The first links of beads by Jörg Ahrnt originated simultaneously within the context of oil paintings that consisted of layers of coloured dots and, in their overall impression, were reminiscent of molecular representations. Parallel to these strings of beads that were soon to emerge in his drawings, Ahrnt began to develop an interest in prayer beads, in rosaries, and above all in the Islamic prayer beads known as tasbih. During a trip to Iran, he began to examine them more closely and to collect them. It was the spherical form and the sequence of the beads on the string that interested him in their “character as a transitional object, as a bridge to one’s own body and psyche”.3

The Islamic string of prayer beads consists of 99 pearls, each representing a name for Allah that the person at prayer speaks out during meditation in a particular ritual.
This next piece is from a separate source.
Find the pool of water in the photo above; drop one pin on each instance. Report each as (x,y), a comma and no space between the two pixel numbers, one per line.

As it says in the Koran, ”the heart is indeed silent when thinking of God”. 4 The connection between the draftsman and the religious ritual, however, should not be interpreted too literally. Nevertheless, the artist sees a structural analogy between the process of meditating and that of drawing. In working on these sheets of paper, it is a question for him of “openness, of letting go of that which is believed to be known”. Sometimes he thinks of these drawings as a breach, senses a distance. At other times, drawing for him is like playing an instrument. The drafting process does not follow a system but takes its course unintentionally. What emerges is determined while drawing. Thus the drawings, in their vagueness and mildness, are a suggestion rather than a statement. Their “pigments”, lighter than a butterfly’s wing, radiate a profound effect. If one becomes involved in their mysterious rhythms, it can lead to an enriching journey.


1
Inger Christensen, Butterfly Valley — A Requiem, translated from the Danish original by Susanna Nied, The Dedalus Press, Dublin 2001.
2
A quotation by Richard Serra used as the name for an exhibition of drawings collected by the New Yorker Wynn ­Kramarsky and that was shown in the Akademie der Kunst in Berlin in 1999.
3
Jörg Ahrnt in a conversation with the author on September 2nd in Bonn. All quotations by the artist were noted during this conversation.
4
Annemarie Schimmel, Die Zeichen Gottes, Die religiöse Welt des Islam, Munich, 1995, p. 192.